Testing Autonomous Driving Systems -- What Really Matters and What Doesn't
- URL: http://arxiv.org/abs/2507.13661v2
- Date: Sun, 27 Jul 2025 08:09:19 GMT
- Title: Testing Autonomous Driving Systems -- What Really Matters and What Doesn't
- Authors: Changwen Li, Joseph Sifakis, Rongjie Yan, Jian Zhang,
- Abstract summary: This paper proposes a framework for comparing existing test methods in terms of their intrinsic effectiveness and validity.<n>It shows that many methods do not meet both of these requirements.<n>It is shown that most critical test methods do not take into account the nominal operational capabilities of autopilots.
- Score: 6.229766691427486
- License: http://arxiv.org/licenses/nonexclusive-distrib/1.0/
- Abstract: Despite extensive research, the testing of autonomous driving systems (ADS) landscape remains fragmented, and there is currently no basis for an informed technical assessment of the importance and contribution of the current state of the art. This paper attempts to address this problem by exploring two complementary aspects. First, it proposes a framework for comparing existing test methods in terms of their intrinsic effectiveness and validity.
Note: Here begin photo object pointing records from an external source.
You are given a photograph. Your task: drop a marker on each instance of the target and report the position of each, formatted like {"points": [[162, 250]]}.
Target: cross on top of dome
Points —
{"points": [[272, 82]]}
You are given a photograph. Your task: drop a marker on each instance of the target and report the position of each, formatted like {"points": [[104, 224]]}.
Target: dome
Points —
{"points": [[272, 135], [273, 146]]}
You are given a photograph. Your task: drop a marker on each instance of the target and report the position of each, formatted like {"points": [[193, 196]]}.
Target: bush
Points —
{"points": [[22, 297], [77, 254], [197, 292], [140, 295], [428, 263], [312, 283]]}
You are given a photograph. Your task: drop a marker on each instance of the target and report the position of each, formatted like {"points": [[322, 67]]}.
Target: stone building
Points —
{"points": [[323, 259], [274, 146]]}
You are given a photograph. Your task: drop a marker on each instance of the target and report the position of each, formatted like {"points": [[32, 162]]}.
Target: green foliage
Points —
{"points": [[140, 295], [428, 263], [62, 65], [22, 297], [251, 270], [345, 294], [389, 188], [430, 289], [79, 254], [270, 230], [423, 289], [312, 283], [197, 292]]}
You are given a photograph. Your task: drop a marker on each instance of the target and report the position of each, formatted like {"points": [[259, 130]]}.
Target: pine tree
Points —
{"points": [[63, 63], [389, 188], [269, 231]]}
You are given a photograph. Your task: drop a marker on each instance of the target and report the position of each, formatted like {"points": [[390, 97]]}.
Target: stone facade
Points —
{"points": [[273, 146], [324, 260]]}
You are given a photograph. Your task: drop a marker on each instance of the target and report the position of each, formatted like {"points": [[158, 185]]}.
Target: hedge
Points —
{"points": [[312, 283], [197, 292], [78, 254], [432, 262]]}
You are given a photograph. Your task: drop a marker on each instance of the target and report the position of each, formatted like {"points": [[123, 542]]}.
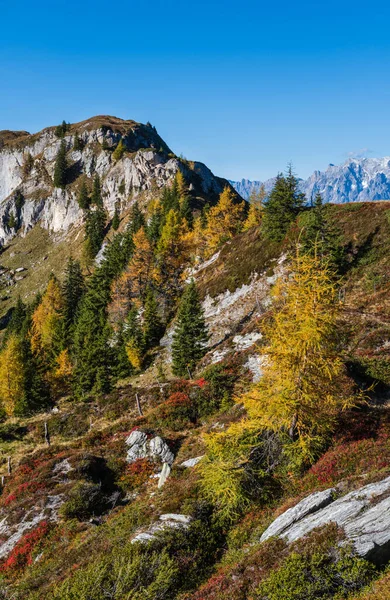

It shows that many methods do not meet both of these requirements. Either because they are based on criteria that do not allow for rapid, inexpensive, and comprehensive detection of failures, or because the degree of validity of the properties tested cannot be accurately estimated. In particular, it is shown that most critical test methods do not take into account the nominal operational capabilities of autopilots and generate scenarios that are impossible for the tested vehicles to handle, resulting in unjustified rejections. Secondly, the paper shows that test effectiveness and validity are highly dependent on how autopilots are designed: how they choose between different control policies to perform maneuvers, as well as on the reproducibility of the results. In fact, most test methods take for granted two principles underlying traditional methods, but do not generally apply to ADS. We maintain that the absence of rationality and determinacy significantly impairs the effectiveness and validity of test methods, and provide test results on eight open autopilots, in which most do not satisfy these properties, thereby illustrating this fact. We conclude that under the current state of the art, it is impossible to obtain strong enough guarantees for essential autopilot properties and recommend that autopilots be developed with a view to both rationality and determinacy.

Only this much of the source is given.